Being part of the first batch of constellations discovered by Greek Astronomer Ptolemy, Cassiopeia is one of the 48 original constellations found by Ptolemy that is still deemed scientifically correct of the current 88 listed in present day. Cassiopeia is a constellation that is reasonably easy to recognize due to its unique “U” shaped pattern formed by five stars. Her location amongst the sky is somewhat in the middle of other infamous constellations, she is south of the constellation Andromeda, Cepheus just to the north, and is facing the Big Dipper. The origin of the name was from a Greek Mythological vain queen who was aesthetically infatuated with herself, and was hated by many individuals within her city for her tainted relationship with her own daughter. This Greek mythological figure is well-known as it has been mentioned in many famous mythological stories especially well-known for being slain by Perseus. Legend has it that when she was slain the ultimate god of Greek mythology, Zeus, put her and her husband, Cepheus, high and way above in the starry night so that they may spend eternity looking at each other.

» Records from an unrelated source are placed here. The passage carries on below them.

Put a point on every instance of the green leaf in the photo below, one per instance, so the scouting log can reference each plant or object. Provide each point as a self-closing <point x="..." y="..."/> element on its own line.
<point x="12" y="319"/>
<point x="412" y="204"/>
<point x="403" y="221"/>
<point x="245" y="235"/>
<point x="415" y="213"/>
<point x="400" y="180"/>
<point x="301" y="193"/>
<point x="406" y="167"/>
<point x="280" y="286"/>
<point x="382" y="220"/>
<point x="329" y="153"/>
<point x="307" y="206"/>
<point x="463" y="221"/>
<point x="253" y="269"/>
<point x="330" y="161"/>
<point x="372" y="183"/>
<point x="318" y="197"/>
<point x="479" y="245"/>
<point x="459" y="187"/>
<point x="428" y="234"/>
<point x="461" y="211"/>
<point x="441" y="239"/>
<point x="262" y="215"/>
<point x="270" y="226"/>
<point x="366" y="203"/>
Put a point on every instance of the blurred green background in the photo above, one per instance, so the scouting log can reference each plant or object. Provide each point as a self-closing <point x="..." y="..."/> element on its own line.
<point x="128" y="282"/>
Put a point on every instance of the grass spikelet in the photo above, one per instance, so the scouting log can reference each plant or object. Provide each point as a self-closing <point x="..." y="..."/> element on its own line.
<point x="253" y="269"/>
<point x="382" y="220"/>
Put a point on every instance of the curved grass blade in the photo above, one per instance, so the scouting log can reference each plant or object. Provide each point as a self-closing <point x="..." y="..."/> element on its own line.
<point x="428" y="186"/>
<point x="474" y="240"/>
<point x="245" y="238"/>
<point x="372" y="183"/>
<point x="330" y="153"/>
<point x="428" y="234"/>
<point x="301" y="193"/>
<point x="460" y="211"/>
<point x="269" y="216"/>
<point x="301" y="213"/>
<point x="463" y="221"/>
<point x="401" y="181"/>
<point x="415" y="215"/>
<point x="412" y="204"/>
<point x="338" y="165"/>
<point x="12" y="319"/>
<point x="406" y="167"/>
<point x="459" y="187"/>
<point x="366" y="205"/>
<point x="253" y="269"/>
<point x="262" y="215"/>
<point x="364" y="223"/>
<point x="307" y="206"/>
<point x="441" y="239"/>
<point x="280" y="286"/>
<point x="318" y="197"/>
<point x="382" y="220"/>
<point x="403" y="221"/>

Cassiopeia is made up of five major stars that are roughly 300 million years old. However, only two of the five total stars within the constellation are visible to the naked eye, and are amongst the brightest within the galaxy, which are categorized as an extremely rare class of yellow hyper giants. A yellow hyper giant is an extremely rare and unique type of star that only lasts a couple million of years before it destroys itself resulting in an eruption causing a supernova or hyper nova. The five stars are Caph, Shedar, Cih, Ruchbah, and Sagin, these 5 stars are faint in luminosity however, one extremely rare occurrence known as the SN1572, or Tycho’s Supernova, happened and only lasted for roughly one year in 1572. Cassiopeia’s constellation which is generally too faint to see with the human eye, however, suddenly it was as bright as other planets, as it was first observed by Tycho Brahe. This event was the one of only four supernovae ever observed within the Milky Way galaxy. The event is often described as one of the most important events in astronomy. The imagery of this event caused much revision of religious and cultural documents, and also had allowed many astronomers of the time to depict much more accurate catalogues of stars within the Milky Way galaxy.